How is everyone doing?

I am very happy to have found this forum, APS is so little recognize and so many people are not aware of it.

I need some help and some advice from you guys!

About two weeks ago I went to the ER, because of a scotoma on my left eye vision and some zig zag patterns on my peripheral vision. This was the 3rd time this happened to be in the last 6 years. However the ER doctor freaked out and called it a stroke.

After a series of tests such as...

Negative brain CT, negative brain MRI with and without contrast, negative neck MRI with and without contrast, negative echocardiogram, negative carotid ultrasound, negative ANA test. Normal ESR and SED rate tests. Regular PT and PTT tests. Negative lupus anticoagulant test. Normal CBC, normal red blood cells and normal platelets count... all that was left was the cardiolipin antibody test. I tested negative for the IGA and the IGG. But unfortunately tested positive for the IGM, tested positive at 15.3. At that point was told to follow up with a hematologist for possible APS syndrome. I have appointments with a hematologist and a rheumatologist this week, however the anxiety is driving me crazy. I have no history of blood clots and no miscarriages( never been pregnant) and after some research read that for APS it is only considered positive after 40 igm.

My question for you guys is, based on these facts. Do you guys think I might have APS?

Is it normal to have positive cardiolipin antibodies but not have APS?

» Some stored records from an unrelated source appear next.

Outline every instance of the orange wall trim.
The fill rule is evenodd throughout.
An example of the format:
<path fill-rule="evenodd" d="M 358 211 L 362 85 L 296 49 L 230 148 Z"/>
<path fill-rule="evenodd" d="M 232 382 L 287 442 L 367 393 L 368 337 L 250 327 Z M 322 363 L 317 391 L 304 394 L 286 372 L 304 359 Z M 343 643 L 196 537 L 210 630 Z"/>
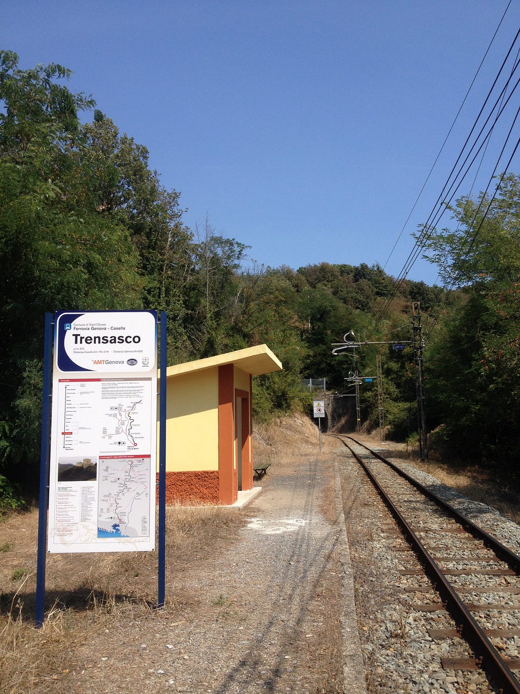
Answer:
<path fill-rule="evenodd" d="M 158 474 L 157 480 L 159 484 Z M 218 504 L 218 500 L 216 471 L 166 472 L 167 504 Z"/>
<path fill-rule="evenodd" d="M 234 468 L 234 367 L 218 367 L 218 497 L 226 506 L 239 498 L 237 473 Z"/>

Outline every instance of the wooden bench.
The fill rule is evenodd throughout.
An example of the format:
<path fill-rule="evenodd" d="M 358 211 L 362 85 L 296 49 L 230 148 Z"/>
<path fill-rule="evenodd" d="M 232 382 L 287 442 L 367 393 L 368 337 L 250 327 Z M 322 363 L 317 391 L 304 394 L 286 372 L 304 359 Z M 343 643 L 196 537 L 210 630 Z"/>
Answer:
<path fill-rule="evenodd" d="M 267 472 L 267 469 L 270 466 L 270 463 L 253 463 L 253 470 L 257 477 L 262 477 Z"/>

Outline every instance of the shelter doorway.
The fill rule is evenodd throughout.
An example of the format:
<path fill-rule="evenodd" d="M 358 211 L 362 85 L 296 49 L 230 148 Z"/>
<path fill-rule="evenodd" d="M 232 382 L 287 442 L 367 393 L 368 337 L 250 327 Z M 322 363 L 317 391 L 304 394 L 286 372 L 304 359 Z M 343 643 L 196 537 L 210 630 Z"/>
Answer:
<path fill-rule="evenodd" d="M 235 452 L 239 491 L 252 486 L 249 393 L 235 391 Z"/>

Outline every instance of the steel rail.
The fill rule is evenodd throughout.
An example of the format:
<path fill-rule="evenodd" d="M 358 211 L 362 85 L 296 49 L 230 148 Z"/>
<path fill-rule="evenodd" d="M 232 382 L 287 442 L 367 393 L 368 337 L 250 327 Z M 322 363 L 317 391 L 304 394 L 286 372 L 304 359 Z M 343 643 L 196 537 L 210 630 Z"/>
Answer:
<path fill-rule="evenodd" d="M 455 516 L 461 525 L 464 525 L 471 530 L 471 532 L 478 537 L 479 539 L 482 540 L 489 549 L 492 550 L 499 559 L 501 559 L 503 561 L 505 561 L 508 565 L 510 568 L 512 569 L 512 570 L 516 573 L 520 575 L 520 556 L 510 550 L 508 547 L 503 545 L 499 540 L 496 539 L 496 538 L 493 537 L 492 535 L 490 535 L 488 532 L 486 532 L 485 530 L 483 530 L 481 527 L 474 523 L 473 520 L 469 518 L 467 516 L 465 516 L 464 514 L 462 514 L 460 511 L 454 509 L 453 506 L 449 504 L 447 501 L 444 501 L 443 499 L 441 499 L 437 496 L 437 494 L 431 491 L 431 489 L 428 489 L 428 487 L 424 486 L 420 482 L 417 482 L 417 480 L 414 480 L 413 477 L 410 477 L 410 475 L 407 473 L 401 470 L 400 468 L 392 463 L 390 460 L 387 460 L 386 458 L 383 458 L 382 455 L 380 455 L 376 451 L 369 448 L 367 446 L 365 446 L 364 443 L 361 443 L 352 437 L 347 436 L 346 434 L 342 434 L 340 437 L 338 437 L 338 438 L 349 439 L 358 446 L 361 446 L 363 448 L 365 448 L 372 455 L 374 456 L 374 457 L 377 458 L 379 460 L 381 460 L 381 462 L 392 468 L 392 470 L 395 470 L 398 475 L 400 475 L 401 477 L 405 479 L 407 482 L 409 482 L 410 484 L 413 484 L 426 496 L 429 497 L 440 506 L 442 506 L 442 508 L 447 511 L 451 516 Z"/>
<path fill-rule="evenodd" d="M 352 437 L 349 437 L 348 438 Z M 354 439 L 352 440 L 355 441 Z M 459 625 L 459 628 L 462 636 L 473 647 L 475 652 L 478 656 L 480 666 L 487 670 L 492 677 L 494 678 L 494 683 L 498 687 L 503 688 L 504 694 L 505 693 L 508 693 L 508 694 L 509 693 L 511 693 L 511 694 L 520 694 L 520 682 L 514 677 L 487 636 L 478 626 L 471 612 L 453 589 L 451 584 L 442 573 L 442 571 L 433 557 L 424 545 L 423 545 L 401 511 L 395 506 L 386 492 L 382 489 L 375 477 L 365 464 L 364 461 L 347 443 L 345 441 L 343 443 L 363 467 L 363 470 L 365 470 L 378 493 L 397 519 L 404 534 L 408 538 L 411 546 L 415 551 L 417 559 L 422 564 L 426 573 L 432 580 L 436 589 L 439 591 L 447 606 L 447 609 L 451 613 L 456 622 Z M 356 441 L 356 443 L 358 443 L 358 441 Z M 361 445 L 363 446 L 363 444 Z M 366 446 L 363 447 L 371 453 L 372 452 L 370 448 Z M 374 455 L 375 457 L 381 459 L 383 462 L 388 462 L 388 461 L 385 461 L 383 458 L 381 459 L 381 457 L 379 455 L 376 454 L 374 454 Z M 394 468 L 393 465 L 391 465 L 391 466 Z"/>

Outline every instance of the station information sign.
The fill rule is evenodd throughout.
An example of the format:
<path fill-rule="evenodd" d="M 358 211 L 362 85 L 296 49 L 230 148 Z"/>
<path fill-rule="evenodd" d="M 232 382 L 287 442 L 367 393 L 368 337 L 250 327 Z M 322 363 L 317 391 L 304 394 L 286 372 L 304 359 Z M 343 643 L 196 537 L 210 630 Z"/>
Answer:
<path fill-rule="evenodd" d="M 55 316 L 47 550 L 155 542 L 157 316 Z"/>

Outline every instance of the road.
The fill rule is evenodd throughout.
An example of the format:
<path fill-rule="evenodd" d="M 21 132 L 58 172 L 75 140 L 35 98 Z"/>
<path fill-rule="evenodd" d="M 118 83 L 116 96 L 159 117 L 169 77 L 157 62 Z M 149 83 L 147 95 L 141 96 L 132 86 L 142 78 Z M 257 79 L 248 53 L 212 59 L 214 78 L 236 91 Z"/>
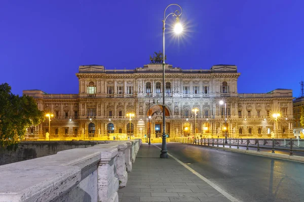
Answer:
<path fill-rule="evenodd" d="M 304 163 L 180 143 L 167 146 L 170 154 L 243 202 L 304 201 Z"/>

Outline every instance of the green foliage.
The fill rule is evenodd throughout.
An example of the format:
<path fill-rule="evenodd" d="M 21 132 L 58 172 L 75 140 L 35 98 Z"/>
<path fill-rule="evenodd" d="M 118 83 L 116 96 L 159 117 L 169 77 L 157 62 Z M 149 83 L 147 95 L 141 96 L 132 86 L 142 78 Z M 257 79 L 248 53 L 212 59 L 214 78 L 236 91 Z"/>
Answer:
<path fill-rule="evenodd" d="M 0 85 L 0 145 L 16 144 L 26 128 L 44 120 L 34 99 L 27 95 L 19 96 L 11 92 L 7 83 Z"/>
<path fill-rule="evenodd" d="M 302 127 L 304 127 L 304 106 L 302 106 L 302 110 L 301 111 L 301 118 L 300 122 Z"/>

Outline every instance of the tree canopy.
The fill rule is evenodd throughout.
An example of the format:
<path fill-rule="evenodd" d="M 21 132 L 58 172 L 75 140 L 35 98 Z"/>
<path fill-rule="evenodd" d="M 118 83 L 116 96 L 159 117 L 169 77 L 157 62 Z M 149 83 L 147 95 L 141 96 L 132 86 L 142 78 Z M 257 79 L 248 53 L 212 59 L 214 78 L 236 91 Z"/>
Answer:
<path fill-rule="evenodd" d="M 19 96 L 11 92 L 8 83 L 0 85 L 0 145 L 16 144 L 26 128 L 43 121 L 42 111 L 32 97 Z"/>
<path fill-rule="evenodd" d="M 304 127 L 304 105 L 302 106 L 302 110 L 301 111 L 301 118 L 300 118 L 300 122 L 302 127 Z"/>

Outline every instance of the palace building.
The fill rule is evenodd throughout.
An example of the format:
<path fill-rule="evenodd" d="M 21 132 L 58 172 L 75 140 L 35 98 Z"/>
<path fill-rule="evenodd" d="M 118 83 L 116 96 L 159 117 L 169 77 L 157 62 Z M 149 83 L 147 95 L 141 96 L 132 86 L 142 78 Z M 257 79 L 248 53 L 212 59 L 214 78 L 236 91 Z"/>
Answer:
<path fill-rule="evenodd" d="M 240 73 L 234 65 L 183 70 L 166 64 L 165 83 L 162 70 L 161 63 L 119 70 L 81 66 L 76 74 L 78 94 L 24 90 L 24 94 L 35 99 L 40 110 L 54 114 L 50 131 L 46 119 L 29 128 L 25 136 L 44 139 L 48 132 L 51 139 L 98 139 L 120 134 L 143 138 L 150 132 L 151 138 L 160 137 L 165 85 L 169 137 L 194 134 L 223 137 L 225 132 L 228 138 L 270 138 L 274 134 L 276 138 L 293 137 L 291 90 L 239 93 Z M 220 100 L 225 104 L 226 113 Z M 130 113 L 134 116 L 127 116 Z M 280 115 L 277 119 L 273 118 L 275 113 Z"/>

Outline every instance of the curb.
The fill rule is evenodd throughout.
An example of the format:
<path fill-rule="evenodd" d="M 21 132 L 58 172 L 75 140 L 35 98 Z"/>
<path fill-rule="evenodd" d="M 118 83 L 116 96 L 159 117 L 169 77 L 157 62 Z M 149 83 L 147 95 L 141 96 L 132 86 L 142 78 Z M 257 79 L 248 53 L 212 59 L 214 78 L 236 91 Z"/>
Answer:
<path fill-rule="evenodd" d="M 178 142 L 175 142 L 175 143 L 178 143 Z M 181 144 L 181 143 L 180 143 L 180 144 Z M 285 159 L 285 160 L 287 159 L 287 160 L 291 160 L 291 161 L 299 161 L 299 162 L 304 162 L 304 157 L 300 157 L 298 156 L 290 156 L 288 155 L 284 155 L 284 154 L 281 154 L 270 153 L 265 152 L 257 152 L 257 151 L 254 151 L 252 150 L 240 149 L 234 148 L 226 148 L 226 147 L 220 147 L 220 146 L 217 147 L 217 146 L 207 146 L 207 145 L 200 145 L 200 144 L 187 144 L 187 145 L 193 145 L 193 146 L 202 146 L 202 147 L 208 147 L 208 148 L 216 148 L 216 149 L 222 149 L 222 150 L 226 150 L 231 151 L 231 152 L 238 152 L 239 153 L 245 153 L 245 154 L 248 154 L 253 155 L 262 156 L 266 157 L 274 158 L 277 158 L 277 159 Z"/>

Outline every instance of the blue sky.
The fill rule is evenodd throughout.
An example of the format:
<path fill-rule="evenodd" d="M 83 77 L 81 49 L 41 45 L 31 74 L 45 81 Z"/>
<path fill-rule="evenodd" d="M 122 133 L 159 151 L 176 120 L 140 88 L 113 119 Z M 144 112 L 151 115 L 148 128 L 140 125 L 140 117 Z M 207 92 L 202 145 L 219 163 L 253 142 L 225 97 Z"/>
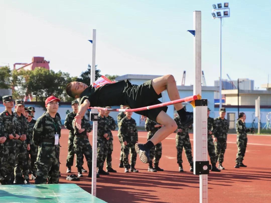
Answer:
<path fill-rule="evenodd" d="M 231 17 L 222 20 L 222 78 L 249 78 L 260 87 L 271 74 L 271 2 L 232 2 Z M 193 11 L 201 11 L 202 69 L 212 86 L 220 74 L 220 22 L 212 4 L 224 2 L 0 0 L 0 65 L 43 56 L 51 69 L 79 76 L 91 64 L 87 40 L 96 29 L 102 74 L 170 74 L 180 85 L 185 70 L 189 85 L 193 37 L 186 31 Z"/>

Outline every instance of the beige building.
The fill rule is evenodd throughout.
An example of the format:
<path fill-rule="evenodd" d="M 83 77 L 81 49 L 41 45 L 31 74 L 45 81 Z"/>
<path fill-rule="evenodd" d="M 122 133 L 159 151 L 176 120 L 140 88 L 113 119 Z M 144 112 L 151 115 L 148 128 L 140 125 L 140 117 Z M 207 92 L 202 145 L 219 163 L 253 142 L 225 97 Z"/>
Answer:
<path fill-rule="evenodd" d="M 222 90 L 222 95 L 225 95 L 226 105 L 238 105 L 237 89 Z M 261 106 L 271 105 L 271 90 L 239 90 L 239 105 L 240 106 L 254 106 L 255 99 L 260 97 Z"/>

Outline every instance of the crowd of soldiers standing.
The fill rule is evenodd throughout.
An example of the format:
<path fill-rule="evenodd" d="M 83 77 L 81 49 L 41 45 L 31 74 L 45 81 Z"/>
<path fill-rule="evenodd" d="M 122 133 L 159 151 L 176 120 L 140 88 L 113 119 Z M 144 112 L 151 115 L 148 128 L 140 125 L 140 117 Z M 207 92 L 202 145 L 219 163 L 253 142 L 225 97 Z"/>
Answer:
<path fill-rule="evenodd" d="M 35 184 L 58 183 L 59 173 L 60 149 L 62 124 L 60 116 L 57 112 L 58 102 L 53 96 L 47 98 L 45 101 L 47 111 L 37 121 L 34 119 L 35 108 L 25 107 L 22 100 L 16 100 L 15 110 L 12 111 L 14 102 L 11 95 L 3 97 L 5 110 L 0 114 L 0 183 L 1 184 L 29 184 L 29 175 L 35 180 Z M 89 170 L 88 177 L 92 176 L 92 149 L 88 138 L 88 133 L 92 129 L 88 120 L 84 116 L 82 118 L 81 129 L 78 130 L 74 124 L 74 117 L 78 110 L 78 102 L 76 100 L 71 103 L 73 111 L 67 115 L 64 126 L 69 130 L 68 153 L 66 166 L 67 172 L 71 173 L 75 154 L 78 172 L 78 177 L 83 177 L 82 172 L 87 171 L 83 167 L 84 156 L 86 160 Z M 106 108 L 110 108 L 110 107 Z M 122 105 L 121 108 L 129 108 Z M 227 136 L 229 122 L 225 118 L 226 110 L 220 109 L 219 116 L 214 119 L 209 116 L 207 111 L 208 151 L 212 171 L 219 172 L 224 169 L 222 165 L 227 147 Z M 96 177 L 108 175 L 117 171 L 112 167 L 112 154 L 113 150 L 113 136 L 111 132 L 117 127 L 115 121 L 109 115 L 109 112 L 99 110 L 97 129 L 97 167 Z M 120 168 L 124 172 L 137 173 L 135 168 L 137 153 L 135 144 L 138 143 L 137 125 L 131 118 L 133 113 L 121 112 L 117 116 L 118 127 L 118 137 L 121 144 Z M 245 127 L 245 115 L 241 113 L 237 122 L 237 144 L 238 151 L 235 167 L 246 167 L 242 163 L 247 142 L 246 133 L 251 129 Z M 193 170 L 193 159 L 191 144 L 188 133 L 188 128 L 185 128 L 179 116 L 175 120 L 178 126 L 175 131 L 177 163 L 179 171 L 183 171 L 182 153 L 184 148 L 186 158 Z M 162 127 L 149 118 L 146 120 L 145 129 L 148 132 L 147 138 L 150 139 Z M 190 126 L 190 128 L 192 127 Z M 130 155 L 130 163 L 128 159 Z M 159 166 L 162 155 L 162 144 L 159 143 L 150 150 L 151 161 L 148 171 L 163 171 Z M 106 171 L 104 170 L 106 160 Z M 216 167 L 218 162 L 218 166 Z M 74 176 L 68 175 L 67 179 L 74 180 Z"/>

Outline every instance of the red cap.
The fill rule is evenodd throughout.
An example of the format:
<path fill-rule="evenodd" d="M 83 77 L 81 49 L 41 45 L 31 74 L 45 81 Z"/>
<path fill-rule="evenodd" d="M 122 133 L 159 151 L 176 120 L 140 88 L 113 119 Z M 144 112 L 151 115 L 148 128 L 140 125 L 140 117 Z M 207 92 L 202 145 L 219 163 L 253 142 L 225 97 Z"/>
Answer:
<path fill-rule="evenodd" d="M 56 97 L 53 96 L 50 96 L 49 97 L 47 97 L 45 100 L 45 105 L 47 105 L 49 102 L 54 100 L 56 100 L 58 102 L 60 101 L 60 99 L 58 99 Z"/>

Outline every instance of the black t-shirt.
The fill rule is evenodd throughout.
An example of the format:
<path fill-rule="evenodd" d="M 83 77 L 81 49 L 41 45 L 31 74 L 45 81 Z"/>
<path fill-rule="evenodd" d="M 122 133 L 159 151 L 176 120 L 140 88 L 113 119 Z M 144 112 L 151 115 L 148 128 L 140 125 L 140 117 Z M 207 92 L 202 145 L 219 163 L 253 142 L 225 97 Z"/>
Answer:
<path fill-rule="evenodd" d="M 132 85 L 128 80 L 115 83 L 105 85 L 98 88 L 91 85 L 80 95 L 79 105 L 87 99 L 90 107 L 105 107 L 127 104 L 125 99 L 126 90 Z"/>

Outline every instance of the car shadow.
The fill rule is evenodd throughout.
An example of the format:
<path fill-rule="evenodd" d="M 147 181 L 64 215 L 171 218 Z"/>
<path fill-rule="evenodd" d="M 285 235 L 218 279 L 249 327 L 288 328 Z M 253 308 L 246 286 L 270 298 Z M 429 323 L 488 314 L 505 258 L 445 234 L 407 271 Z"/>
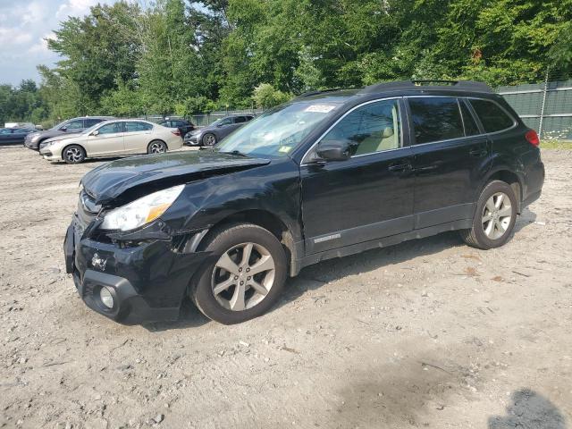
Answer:
<path fill-rule="evenodd" d="M 506 416 L 489 417 L 488 429 L 566 429 L 560 410 L 543 395 L 521 389 L 510 396 Z"/>
<path fill-rule="evenodd" d="M 513 234 L 534 223 L 535 219 L 536 214 L 534 212 L 527 208 L 525 209 L 523 215 L 517 221 Z M 510 240 L 514 240 L 514 236 Z M 447 231 L 425 239 L 404 241 L 387 248 L 328 259 L 307 266 L 298 276 L 289 278 L 281 299 L 270 312 L 295 301 L 308 290 L 317 290 L 330 282 L 374 271 L 383 266 L 400 264 L 416 257 L 440 253 L 451 248 L 466 248 L 467 252 L 485 251 L 467 247 L 460 239 L 458 231 Z M 161 332 L 197 327 L 208 322 L 210 319 L 204 316 L 194 304 L 187 299 L 177 321 L 149 324 L 145 327 L 151 332 Z"/>

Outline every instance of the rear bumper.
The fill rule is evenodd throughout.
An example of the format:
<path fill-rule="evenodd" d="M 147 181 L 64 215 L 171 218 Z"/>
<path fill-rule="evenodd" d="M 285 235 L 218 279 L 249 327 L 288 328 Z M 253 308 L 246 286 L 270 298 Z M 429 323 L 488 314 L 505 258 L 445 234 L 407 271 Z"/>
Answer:
<path fill-rule="evenodd" d="M 199 145 L 198 139 L 197 139 L 197 136 L 185 138 L 184 144 L 185 144 L 185 146 L 198 146 Z"/>
<path fill-rule="evenodd" d="M 207 258 L 203 252 L 173 252 L 171 242 L 153 240 L 130 248 L 83 238 L 73 221 L 63 243 L 66 271 L 86 305 L 124 324 L 174 320 L 193 274 Z M 102 288 L 114 298 L 111 308 Z"/>
<path fill-rule="evenodd" d="M 526 172 L 526 192 L 523 195 L 521 210 L 540 198 L 544 185 L 544 164 L 539 159 Z"/>

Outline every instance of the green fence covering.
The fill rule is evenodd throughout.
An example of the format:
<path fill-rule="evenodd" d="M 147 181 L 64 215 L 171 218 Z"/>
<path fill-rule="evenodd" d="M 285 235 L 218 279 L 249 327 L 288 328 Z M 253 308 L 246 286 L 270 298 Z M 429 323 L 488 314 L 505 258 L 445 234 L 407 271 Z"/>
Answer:
<path fill-rule="evenodd" d="M 542 139 L 572 140 L 572 80 L 499 87 L 497 92 Z"/>

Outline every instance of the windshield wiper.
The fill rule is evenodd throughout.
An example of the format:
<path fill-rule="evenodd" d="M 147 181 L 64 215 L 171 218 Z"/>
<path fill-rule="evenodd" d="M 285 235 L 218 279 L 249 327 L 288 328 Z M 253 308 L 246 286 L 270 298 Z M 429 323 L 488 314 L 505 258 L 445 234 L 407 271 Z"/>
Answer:
<path fill-rule="evenodd" d="M 231 152 L 223 152 L 221 151 L 221 153 L 223 154 L 231 154 L 231 155 L 238 155 L 240 156 L 244 156 L 245 158 L 248 158 L 249 156 L 246 154 L 243 154 L 242 152 L 240 152 L 240 150 L 231 150 Z"/>

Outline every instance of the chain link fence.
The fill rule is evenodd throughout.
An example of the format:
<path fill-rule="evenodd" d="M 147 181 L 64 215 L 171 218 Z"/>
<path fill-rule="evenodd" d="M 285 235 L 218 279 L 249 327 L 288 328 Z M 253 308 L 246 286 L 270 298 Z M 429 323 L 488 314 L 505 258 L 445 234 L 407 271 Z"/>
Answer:
<path fill-rule="evenodd" d="M 572 79 L 546 73 L 541 83 L 499 87 L 497 93 L 543 139 L 572 141 Z"/>

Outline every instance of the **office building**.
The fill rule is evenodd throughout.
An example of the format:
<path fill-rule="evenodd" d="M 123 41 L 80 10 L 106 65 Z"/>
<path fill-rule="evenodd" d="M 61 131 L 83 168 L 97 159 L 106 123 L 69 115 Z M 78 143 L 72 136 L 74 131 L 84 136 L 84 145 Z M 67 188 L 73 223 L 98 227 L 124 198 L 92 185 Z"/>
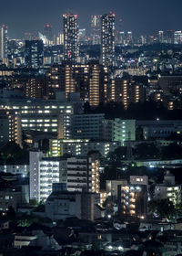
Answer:
<path fill-rule="evenodd" d="M 175 176 L 169 171 L 164 176 L 162 184 L 157 184 L 154 191 L 154 200 L 168 198 L 176 206 L 181 203 L 181 185 L 177 185 Z"/>
<path fill-rule="evenodd" d="M 90 65 L 89 103 L 96 107 L 108 100 L 108 69 L 95 61 Z"/>
<path fill-rule="evenodd" d="M 67 158 L 67 190 L 99 193 L 99 167 L 95 155 Z"/>
<path fill-rule="evenodd" d="M 146 185 L 118 186 L 119 215 L 144 218 L 147 214 L 147 187 Z"/>
<path fill-rule="evenodd" d="M 74 114 L 71 119 L 72 138 L 104 139 L 104 113 Z"/>
<path fill-rule="evenodd" d="M 158 31 L 158 41 L 159 43 L 164 43 L 164 31 L 160 30 Z"/>
<path fill-rule="evenodd" d="M 174 43 L 177 45 L 182 44 L 182 31 L 175 31 L 174 33 Z"/>
<path fill-rule="evenodd" d="M 19 112 L 22 130 L 56 133 L 58 138 L 70 138 L 71 115 L 82 113 L 82 108 L 79 95 L 66 99 L 64 92 L 56 100 L 5 99 L 0 105 L 2 110 Z"/>
<path fill-rule="evenodd" d="M 46 24 L 44 27 L 44 36 L 46 37 L 49 42 L 53 41 L 53 29 L 49 24 Z"/>
<path fill-rule="evenodd" d="M 130 79 L 116 78 L 110 81 L 109 99 L 122 102 L 125 109 L 127 109 L 130 103 L 144 102 L 147 100 L 147 91 L 143 84 Z"/>
<path fill-rule="evenodd" d="M 27 68 L 42 68 L 43 56 L 44 51 L 42 40 L 25 40 L 25 64 Z"/>
<path fill-rule="evenodd" d="M 87 139 L 49 140 L 49 150 L 52 156 L 62 156 L 65 154 L 86 156 L 89 152 L 96 151 L 106 157 L 109 152 L 121 145 L 120 142 L 96 141 Z"/>
<path fill-rule="evenodd" d="M 146 140 L 148 138 L 165 139 L 173 133 L 182 133 L 182 122 L 180 120 L 136 120 L 136 126 L 143 129 Z"/>
<path fill-rule="evenodd" d="M 101 42 L 101 16 L 91 16 L 91 41 L 93 45 Z"/>
<path fill-rule="evenodd" d="M 63 29 L 64 59 L 76 62 L 79 55 L 77 16 L 72 14 L 64 15 Z"/>
<path fill-rule="evenodd" d="M 7 58 L 7 27 L 0 26 L 0 60 Z"/>
<path fill-rule="evenodd" d="M 94 220 L 96 196 L 86 191 L 68 191 L 55 189 L 46 201 L 46 216 L 56 219 L 76 217 L 80 219 Z M 61 207 L 60 207 L 61 206 Z"/>
<path fill-rule="evenodd" d="M 136 120 L 116 118 L 113 122 L 113 141 L 124 145 L 126 141 L 136 140 Z"/>
<path fill-rule="evenodd" d="M 106 67 L 115 63 L 115 14 L 101 16 L 101 62 Z"/>
<path fill-rule="evenodd" d="M 23 86 L 25 98 L 43 99 L 46 94 L 46 80 L 44 75 L 27 76 Z"/>
<path fill-rule="evenodd" d="M 47 95 L 54 97 L 57 91 L 79 92 L 83 101 L 89 101 L 96 107 L 107 101 L 108 69 L 93 60 L 87 64 L 73 64 L 64 61 L 62 65 L 53 65 L 47 70 Z"/>
<path fill-rule="evenodd" d="M 45 201 L 54 183 L 66 183 L 68 191 L 99 192 L 99 161 L 90 157 L 44 157 L 30 152 L 30 198 Z"/>
<path fill-rule="evenodd" d="M 13 110 L 0 111 L 0 145 L 15 142 L 22 146 L 21 119 Z"/>
<path fill-rule="evenodd" d="M 44 157 L 42 152 L 30 152 L 30 198 L 45 201 L 53 183 L 66 183 L 66 159 Z"/>

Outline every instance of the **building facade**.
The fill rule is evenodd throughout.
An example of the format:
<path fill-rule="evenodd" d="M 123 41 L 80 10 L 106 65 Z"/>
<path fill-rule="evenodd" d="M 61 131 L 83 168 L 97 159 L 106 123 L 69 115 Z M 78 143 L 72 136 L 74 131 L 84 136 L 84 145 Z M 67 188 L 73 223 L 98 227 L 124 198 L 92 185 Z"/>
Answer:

If I test positive again around same levels in 12 weeks, does it mean I have APS ?

Should I be on any type of treatment till I get an answer in 12 weeks?

I am aware I have to re test in 12 weeks but that feels like such a long and anxious wait !

Please advice !

Thank you all!

6 Replies

I think the best solution is for the Drs to make the diagnosis, they are the ones with knowledge, I had a positive ACA before I had my Pulmonary embolism. But was only put on warfarin afterwards. They have to treat the individual. And they treat each person as individuals. All the best with the follow up


Hi and welcome to our friendly site!

Probably if you have Cardiolipin antibodies positive one more time you are diagnosed to have APS as you also have neurological symptoms. Do you also have family members (back in time perhaps) with suspisious symptoms from APS?

What you can do when you wait, is to try Baby-Aspirin and see if it helps with the symptoms you describe above. I had those and got a low dose of Aspirin (75 - 100 mg - that is enough) and it helped with my symptoms. Afterwards (several years) I got worse and had to start Warfarin. Take it with your dinner. If it helps you must tell your Doctor that you have tried it and it helped with the symptoms, that is if he asks how you are.

If you test positive (you also can be negative and have APS all the same). Talk about that later.

If you test positive try to get a Specialist as we need a Doctor who is specialized in this illness. Very few doctors know about APS and that we have too thick blood that has to be thinned.

Best wishes from Kerstin in Stockholm

1 like

I agree with Kerstin . You can be diagnosed with APS with neurological problems. That has been my case as I haven't had history of clots or stroke etc.Mind you my readings were high at 80.

Best thing is try and keep calm and wait for doctors to assess you. I know it's scary as I have been through that screaming in my head. It may be nothing but take the aspirin as a preventative .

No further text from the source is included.